NÃO CRIMINALIZA MAS NÃO ILIBA
Além disso, há também o pequeno
pormenor de que Mueller escreve a seguinte frase, sem rodeios: “Enquanto este
relatório não conclui que o Presidente cometeu um crime, também não o iliba”.
Esta é uma das frases-chave para os democratas, mas há outra. No relatório,
Mueller explica que o Congresso pode agora pegar nas suas conclusões e
continuar a investigação: "O Congresso pode aplicar as leis de obstrução
ao exercício corrupto do poder do cargo de presidente, isso está de acordo com
o nosso sistema constitucional e com o princípio de que nenhuma pessoa está
acima da lei."
E é com estas frases de Mueller
como sustentação que os democratas devem agora partir para os seus próprios
esforços de investigação.

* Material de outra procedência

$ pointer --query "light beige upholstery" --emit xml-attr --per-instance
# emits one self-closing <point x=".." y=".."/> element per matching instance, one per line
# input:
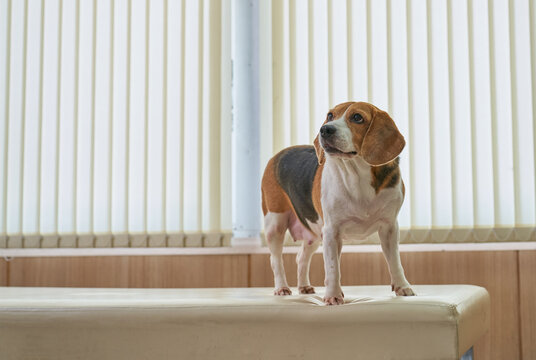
<point x="442" y="322"/>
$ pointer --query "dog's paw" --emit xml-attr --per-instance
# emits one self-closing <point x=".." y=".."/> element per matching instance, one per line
<point x="333" y="300"/>
<point x="282" y="291"/>
<point x="306" y="289"/>
<point x="403" y="290"/>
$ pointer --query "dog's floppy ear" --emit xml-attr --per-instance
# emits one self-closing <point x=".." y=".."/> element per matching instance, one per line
<point x="319" y="152"/>
<point x="383" y="142"/>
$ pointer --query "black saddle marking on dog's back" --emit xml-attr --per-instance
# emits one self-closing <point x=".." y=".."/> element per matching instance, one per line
<point x="295" y="173"/>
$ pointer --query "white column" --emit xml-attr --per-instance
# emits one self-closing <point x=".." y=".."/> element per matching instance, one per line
<point x="246" y="195"/>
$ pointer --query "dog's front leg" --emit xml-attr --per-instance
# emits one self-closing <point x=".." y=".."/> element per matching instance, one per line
<point x="332" y="256"/>
<point x="389" y="238"/>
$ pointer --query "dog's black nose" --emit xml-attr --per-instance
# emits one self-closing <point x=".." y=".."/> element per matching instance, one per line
<point x="327" y="130"/>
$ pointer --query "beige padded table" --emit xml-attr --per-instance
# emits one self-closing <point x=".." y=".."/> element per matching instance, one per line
<point x="442" y="322"/>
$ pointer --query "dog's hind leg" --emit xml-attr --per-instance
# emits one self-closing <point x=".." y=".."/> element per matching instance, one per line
<point x="303" y="259"/>
<point x="275" y="226"/>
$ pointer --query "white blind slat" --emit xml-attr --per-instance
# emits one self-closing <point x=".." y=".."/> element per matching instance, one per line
<point x="120" y="130"/>
<point x="523" y="113"/>
<point x="84" y="222"/>
<point x="337" y="52"/>
<point x="30" y="199"/>
<point x="137" y="171"/>
<point x="192" y="116"/>
<point x="14" y="118"/>
<point x="440" y="111"/>
<point x="461" y="116"/>
<point x="358" y="49"/>
<point x="399" y="95"/>
<point x="419" y="115"/>
<point x="502" y="109"/>
<point x="102" y="120"/>
<point x="481" y="106"/>
<point x="378" y="36"/>
<point x="175" y="135"/>
<point x="155" y="153"/>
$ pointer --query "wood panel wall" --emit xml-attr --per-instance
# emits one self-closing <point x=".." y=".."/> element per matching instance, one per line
<point x="527" y="306"/>
<point x="507" y="275"/>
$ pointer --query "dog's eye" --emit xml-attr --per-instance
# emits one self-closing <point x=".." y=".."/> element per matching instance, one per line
<point x="357" y="118"/>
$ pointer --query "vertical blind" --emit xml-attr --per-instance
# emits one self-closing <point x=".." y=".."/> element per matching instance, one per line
<point x="115" y="116"/>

Adam Schiff, presidente do Comité Permanente dos
Serviços de Informações da Câmara dos Representantes, disse que o relatório
indica que as ações de Trump e seus associados durante a campanha "são
inquestionavelmente desonestas, antiéticas, imorais e antipatrióticas" e
que o que vem no relatório "não é motivo para exoneração, é mais para
condenação", disse aos jornalistas esta tarde, na Califórnia.
Questionado sobre a afirmação de
Trump "the game is over", Schiff disse que "certamente não
está". O líder da maioria democrata na Câmara, Steny Hoyer, disse à CNN
que não há nada que ele tenha visto até agora no relatório de Robert Mueller que
pudesse mudar a atual estratégia de liderança da Câmara, que é a de evitar
procedimentos de 'impeachment'. “Com base no que vimos até agora, não vale a
pena avançar com 'impeachment'. Muito francamente, há uma eleição em 18 meses e
o povo americano fará o seu julgamento ”, disse Hoyer.
Jerry Nadler, numa conferência de
imprensa, acusou o procurador-geral, William Barr, de "prejudicar seu
próprio departamento para proteger o presidente Trump" e disse que foi
"desonesto e enganador" da sua parte dizer que Trump está "livre
de qualquer acusação". Na mesma conferência de imprensa, Nadler disse que
"é muito cedo para falar em destituição" porque primeiro é preciso
ver "onde nos leva o mapa oferecido por este relatório" e, também,
porque estão previstas mais investigações. No entender de Nadler, os americanos
"não podem acreditar no que Barr nos diz". "O relatório Mueller
descreve provas perturbadoras de que o presidente Trump se envolveu em
obstrução da justiça", disse.
TRUMP SÓ NÃO OBSTRUIU A JUSTIÇA
PORQUE OS SEUS HOMENS MAIS PRÓXIMOS NÃO RESPEITARAM AS SUAS ORDENS
Vamos voltar um pouco atrás na
história das ligações de Donald Trump aos russos até ao dia em que o “New York
Times” publicou, nas páginas de opinião, um artigo com identidade anónima.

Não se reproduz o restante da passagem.